Between the Renaissance and the early nineteenth century, Greece, then a province of the Ottoman empire, occupied a strange zone in “the penumbra between East and West,” as the author puts it. The birthplace of Western civilization, colonized by an Eastern enemy conjuring up all the images of Otherness, Greece was seen as a crossroads where historical as well as geographical categories were called into question.
In this book, Olga Augustinos analyzes how French travelers constructed through their writings image of Greece which reflected their own “reasoning process” as they were using this experience of cultural encounter to ascertain their own identity as Frenchmen, heirs to classical Greek culture. Indeed, and Augustinos is right to emphasize it, they realized these “Greek Odysseys” were a pilgrimage to the sources, a quest of glorious origins, part historical, part mythical, whose legacy had been “integrated in the matrix of their own civilization” (x).
Although this is not the first time this important aspect of France’s cultural history has been studied, Augustinos’s book derives particular strength from its exhaustive examination of a well-defined epoch, Greece under the Ottoman rule, and its concentration upon one genre, the travelogue, in which first-hand experience and cultural constructs are usually intermingled. According to Augustinos, the travelogues of this period contain “in embryonic form, elements of history, sociology, anthropology and archeology, long before they became scientific disciplines” (57). Their interest is therefore epistemological, as well as cultural.
Some particularly noteworthy observations stand out amid this wealth of erudite analysis. One is the antithesis in the French mind between Athens and Sparta, as stereotypes of two competing models of civilization. Augustinos sees the inward-looking, disciplinarian Spartan model prevailing against the more cosmopolitan, mercantile Athenian one during the Renaissance and the prerevolutionary period, i.e., times of cultural and political realignments. Another interesting observation is that, ever since their first contacts with modern Greece, in the sixteenth and seventeenth centuries, French travelers seemed to feel entrusted with a “mission civilisatrice.” Augustinos borrows this phrase, not without irony, from the official discourse of nineteenth century colonialism.
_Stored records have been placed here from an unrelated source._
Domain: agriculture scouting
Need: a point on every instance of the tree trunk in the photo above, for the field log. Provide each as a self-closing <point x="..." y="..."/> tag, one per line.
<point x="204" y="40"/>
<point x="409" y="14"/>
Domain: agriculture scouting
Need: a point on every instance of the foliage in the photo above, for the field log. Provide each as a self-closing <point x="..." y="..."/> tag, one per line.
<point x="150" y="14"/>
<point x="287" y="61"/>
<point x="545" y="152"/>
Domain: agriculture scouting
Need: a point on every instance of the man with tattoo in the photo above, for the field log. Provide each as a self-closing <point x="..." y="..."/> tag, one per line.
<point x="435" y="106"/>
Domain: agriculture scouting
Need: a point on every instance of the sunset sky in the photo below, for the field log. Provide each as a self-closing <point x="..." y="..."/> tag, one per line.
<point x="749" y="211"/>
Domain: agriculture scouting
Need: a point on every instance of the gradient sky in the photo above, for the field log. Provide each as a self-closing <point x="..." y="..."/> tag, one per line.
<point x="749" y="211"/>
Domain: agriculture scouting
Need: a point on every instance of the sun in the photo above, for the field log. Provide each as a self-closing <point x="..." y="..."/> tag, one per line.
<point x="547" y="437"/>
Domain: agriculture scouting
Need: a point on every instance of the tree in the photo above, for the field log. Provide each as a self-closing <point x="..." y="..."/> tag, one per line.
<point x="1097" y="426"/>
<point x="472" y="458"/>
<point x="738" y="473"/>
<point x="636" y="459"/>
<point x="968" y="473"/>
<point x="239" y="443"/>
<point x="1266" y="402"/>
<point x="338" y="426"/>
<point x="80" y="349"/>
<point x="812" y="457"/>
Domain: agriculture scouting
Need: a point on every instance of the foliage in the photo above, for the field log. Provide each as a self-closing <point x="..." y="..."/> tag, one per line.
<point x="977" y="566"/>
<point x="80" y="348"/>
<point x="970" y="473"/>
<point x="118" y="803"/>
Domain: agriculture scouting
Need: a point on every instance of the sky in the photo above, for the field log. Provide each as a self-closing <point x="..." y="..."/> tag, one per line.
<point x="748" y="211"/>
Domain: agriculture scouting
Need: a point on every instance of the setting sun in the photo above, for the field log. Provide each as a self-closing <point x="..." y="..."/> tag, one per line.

To these travelers, contemporary Greeks appeared backward, even in their religious practices. Icon worship, especially, was interpreted as a remnant of the pagan past, and modern Greece soon became a case of “the relation between paganism and Christianity” (73).
The author grants special importance to Chateaubriand, among these French travelers and self-proclaimed “cultural missionaries.” In his Itinéraire de Paris à Jérusalem, the patriarch of French romanticism, according to Augustinos, appears particularly obsessed with the gap between “eternal” Greece and the contingencies of its contemporaneous reality. “Never see Greece,” he wrote to a friend in 1806, “except in Homer. It is the best way.” This quote echoes an old theme in French letters, but one that was more often associated with Rome, and best illustrated in Du Bellay’s Regrets.
Yet, despite Chateaubriand’s disenchanted views, the author credits the romantic generation with turning traditional hellenism into a modern philhellenism, which acknowledged Greece as a living nation, not a mere museum of past glories, and created sympathy for the Greeks’ war of liberation in 1821. In the last chapter of the book, which deals with this period, it is surprising that Lord Byron is mentioned only in footnotes, whereas the English poet-dandy-traveler’s prestige among French intellectuals was considerable, and his participation in the Greek war, for all its romantic showmanship, probably stimulated this generation’s sympathy for the Greeks, a sympathy vividly expressed in Hugo’s poetry and Delacroix’s painting. One may also regret that most quotes are given only in translation. The French original would have been useful, and, in some cases, necessary.
But these are minor points. There is little to criticize in this well-researched, well-organized study, which reflects a solid expertise in both Greek and French cultural histories. Augustinos manages to show how the “rejection of Greek contemporary reality” by many of these French travelers, “was a sort of historical bovarysme induced by overreading” (166). Like Flaubert’s heroine, they put their own paradigm of reality before their first-hand experience of it, until finally, after the Greeks shed the Turkish yoke, with some help from European allies, including France, there could be, in Augustinos’s words, “rebirth amid the ruins.”